In Comparative Example 11, since the synthetic wax in the asphalt modifier F is excessive, the blending ratio of the high molecular polymer in the asphalt modifier is small, so that the modification effect of asphalt cannot be obtained. The variation of the cantabulo loss rate of the test specimen is very large, and the effect of improving the dynamic stability by the wheel tracking test is not seen, which makes it unsuitable as a paving material.
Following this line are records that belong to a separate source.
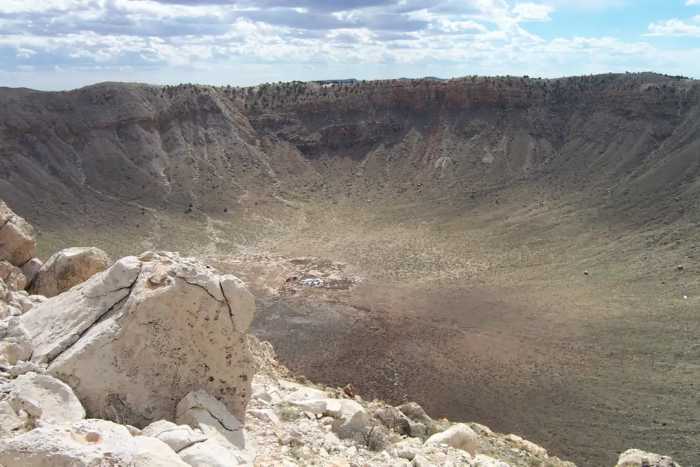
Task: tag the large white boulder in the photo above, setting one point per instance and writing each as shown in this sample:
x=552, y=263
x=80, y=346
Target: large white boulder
x=17, y=244
x=15, y=342
x=45, y=398
x=178, y=437
x=226, y=443
x=133, y=340
x=68, y=268
x=58, y=323
x=638, y=458
x=458, y=436
x=88, y=443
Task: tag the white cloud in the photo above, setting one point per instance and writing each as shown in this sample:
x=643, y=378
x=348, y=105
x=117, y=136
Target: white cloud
x=533, y=12
x=676, y=27
x=264, y=40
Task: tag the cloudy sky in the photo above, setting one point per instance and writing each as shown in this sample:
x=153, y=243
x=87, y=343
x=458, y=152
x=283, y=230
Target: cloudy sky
x=61, y=44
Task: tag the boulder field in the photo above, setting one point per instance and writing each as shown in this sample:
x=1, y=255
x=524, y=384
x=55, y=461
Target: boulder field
x=147, y=362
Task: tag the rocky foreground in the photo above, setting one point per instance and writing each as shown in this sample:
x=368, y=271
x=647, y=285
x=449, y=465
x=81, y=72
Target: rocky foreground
x=146, y=361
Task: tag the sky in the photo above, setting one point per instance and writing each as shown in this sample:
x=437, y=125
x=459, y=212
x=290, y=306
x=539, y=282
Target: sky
x=64, y=44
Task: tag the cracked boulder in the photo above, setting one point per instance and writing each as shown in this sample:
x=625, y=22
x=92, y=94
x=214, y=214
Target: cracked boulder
x=17, y=244
x=68, y=268
x=133, y=340
x=226, y=442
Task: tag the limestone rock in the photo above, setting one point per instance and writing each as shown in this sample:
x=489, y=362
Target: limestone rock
x=178, y=437
x=68, y=268
x=15, y=342
x=226, y=441
x=59, y=322
x=528, y=446
x=152, y=452
x=17, y=244
x=54, y=400
x=458, y=436
x=87, y=443
x=24, y=367
x=637, y=458
x=31, y=268
x=351, y=417
x=394, y=419
x=133, y=340
x=211, y=454
x=12, y=276
x=11, y=422
x=485, y=461
x=415, y=412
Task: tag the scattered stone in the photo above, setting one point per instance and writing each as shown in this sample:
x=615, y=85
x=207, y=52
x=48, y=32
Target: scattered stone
x=87, y=443
x=31, y=268
x=415, y=412
x=68, y=268
x=15, y=342
x=394, y=419
x=178, y=437
x=13, y=276
x=46, y=399
x=11, y=422
x=458, y=436
x=23, y=367
x=637, y=458
x=485, y=461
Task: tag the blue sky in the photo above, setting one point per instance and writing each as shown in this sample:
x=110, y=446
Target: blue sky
x=63, y=44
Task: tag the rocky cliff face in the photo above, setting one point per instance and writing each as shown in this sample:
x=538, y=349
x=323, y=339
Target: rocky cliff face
x=573, y=201
x=623, y=139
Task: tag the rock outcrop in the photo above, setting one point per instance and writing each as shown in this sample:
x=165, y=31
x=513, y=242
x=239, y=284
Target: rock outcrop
x=135, y=339
x=68, y=268
x=17, y=244
x=86, y=443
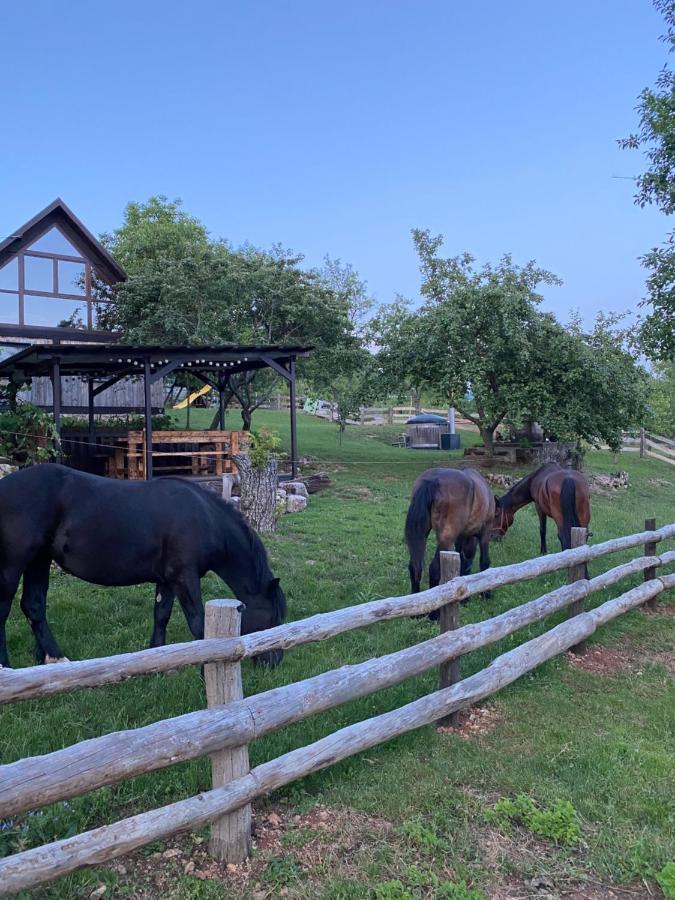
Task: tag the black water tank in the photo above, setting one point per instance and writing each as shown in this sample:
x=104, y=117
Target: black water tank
x=450, y=441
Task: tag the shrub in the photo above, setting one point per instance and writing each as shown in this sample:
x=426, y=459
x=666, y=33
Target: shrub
x=27, y=435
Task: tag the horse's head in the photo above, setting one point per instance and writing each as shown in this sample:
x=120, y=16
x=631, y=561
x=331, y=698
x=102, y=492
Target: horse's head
x=265, y=608
x=503, y=520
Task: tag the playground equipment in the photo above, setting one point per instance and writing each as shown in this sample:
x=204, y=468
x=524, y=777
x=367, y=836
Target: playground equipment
x=193, y=396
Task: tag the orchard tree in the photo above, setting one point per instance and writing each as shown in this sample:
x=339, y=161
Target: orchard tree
x=473, y=336
x=656, y=137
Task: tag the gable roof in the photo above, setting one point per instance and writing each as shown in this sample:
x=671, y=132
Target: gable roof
x=57, y=213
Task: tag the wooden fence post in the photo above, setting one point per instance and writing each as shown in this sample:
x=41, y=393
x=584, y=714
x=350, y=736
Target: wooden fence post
x=448, y=620
x=650, y=550
x=230, y=839
x=578, y=538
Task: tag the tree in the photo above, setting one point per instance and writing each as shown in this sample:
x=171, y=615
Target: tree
x=473, y=336
x=185, y=288
x=656, y=137
x=480, y=335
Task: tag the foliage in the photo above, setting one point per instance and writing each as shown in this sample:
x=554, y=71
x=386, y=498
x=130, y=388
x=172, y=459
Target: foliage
x=27, y=435
x=480, y=335
x=558, y=823
x=656, y=137
x=422, y=836
x=162, y=422
x=661, y=400
x=185, y=288
x=262, y=446
x=666, y=880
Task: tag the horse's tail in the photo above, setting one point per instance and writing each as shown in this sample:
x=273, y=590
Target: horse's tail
x=568, y=503
x=417, y=527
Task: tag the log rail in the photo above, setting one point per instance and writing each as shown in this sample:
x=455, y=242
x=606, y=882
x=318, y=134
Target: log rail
x=225, y=729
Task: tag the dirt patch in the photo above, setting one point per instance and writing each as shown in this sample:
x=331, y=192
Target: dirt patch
x=473, y=722
x=599, y=660
x=662, y=609
x=298, y=843
x=624, y=658
x=660, y=482
x=608, y=483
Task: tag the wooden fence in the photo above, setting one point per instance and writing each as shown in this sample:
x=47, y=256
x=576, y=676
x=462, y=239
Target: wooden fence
x=232, y=722
x=657, y=446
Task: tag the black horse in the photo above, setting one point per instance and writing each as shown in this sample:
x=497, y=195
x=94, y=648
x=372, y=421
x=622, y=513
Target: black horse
x=108, y=532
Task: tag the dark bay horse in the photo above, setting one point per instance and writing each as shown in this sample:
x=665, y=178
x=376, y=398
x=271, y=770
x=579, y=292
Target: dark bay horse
x=560, y=494
x=109, y=532
x=458, y=504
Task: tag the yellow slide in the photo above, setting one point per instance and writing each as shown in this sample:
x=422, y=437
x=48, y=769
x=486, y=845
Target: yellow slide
x=193, y=397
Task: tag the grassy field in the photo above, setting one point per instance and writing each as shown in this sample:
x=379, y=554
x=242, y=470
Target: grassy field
x=415, y=817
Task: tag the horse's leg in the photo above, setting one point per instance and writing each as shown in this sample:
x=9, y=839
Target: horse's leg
x=542, y=529
x=9, y=581
x=34, y=607
x=189, y=593
x=484, y=543
x=163, y=606
x=469, y=546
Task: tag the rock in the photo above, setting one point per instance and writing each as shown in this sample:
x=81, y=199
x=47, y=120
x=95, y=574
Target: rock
x=295, y=503
x=296, y=487
x=317, y=482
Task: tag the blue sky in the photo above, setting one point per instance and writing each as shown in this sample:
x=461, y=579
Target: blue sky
x=337, y=127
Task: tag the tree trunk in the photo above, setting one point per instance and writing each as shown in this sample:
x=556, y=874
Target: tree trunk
x=488, y=438
x=258, y=493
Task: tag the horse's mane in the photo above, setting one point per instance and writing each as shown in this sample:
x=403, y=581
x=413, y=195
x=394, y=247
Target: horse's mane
x=254, y=544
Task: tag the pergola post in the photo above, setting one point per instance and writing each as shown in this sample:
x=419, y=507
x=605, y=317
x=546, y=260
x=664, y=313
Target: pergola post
x=221, y=405
x=56, y=392
x=147, y=386
x=294, y=424
x=90, y=398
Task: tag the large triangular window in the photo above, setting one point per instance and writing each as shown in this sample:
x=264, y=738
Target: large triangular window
x=54, y=241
Since Comparative Example 12 does not contain synthetic wax in the asphalt modifier G, the viscosity and softening point of the asphalt modifier is increased, and the handling property of the modifier is deteriorated. In addition, the variation of the cantabulous loss rate is large, making it unsuitable as a paving material.

Claims (3)

Mineral oil having a condensed polycyclic aromatic (PCA) content of less than 3% by mass, a kinematic viscosity at 60 ° C. of ²⁰ to 200 mm ² / s, and an aromatic content (% CA) of 5 to 25% with respect to 100 parts by weight of the polymer. Viscosity at 150 ° C. obtained by heating and mixing 50 to 100 parts by weight, 10 to 70 mPa · s at 140 ° C. and 10 to 50 parts by weight of synthetic wax having a weight average molecular weight of 1 × 10 ^{3 to} 3 × 10 ³ × 10 ^{3 to} 350 × 10 ³ mPa · s, weight average molecular weight (Mw) is 10 × 10 ^{3 to} 100 × 10 ³ , melt flow rate (190 ° C., 21.2 N) is 20 to 150 g / 10 min, softening point Is an asphalt modifier characterized by having a temperature of 90 to 130 ° C.   In an asphalt mixture plant, 3 to 40 parts by weight of the asphalt modifier according to claim 1 is added to 100 parts by weight of asphalt and asphalt in an amount of 4 to 10% by mass with respect to the aggregate and aggregate. Asphalt mixture obtained by heating and mixing.   In an asphalt mixture plant, 3 to 40 parts by weight of the asphalt modifier according to claim 1 with respect to 100 parts by weight of asphalt and asphalt in an amount of 4 to 10% by mass with respect to the aggregate and aggregate. A method for producing an asphalt mixture comprising heating and mixing.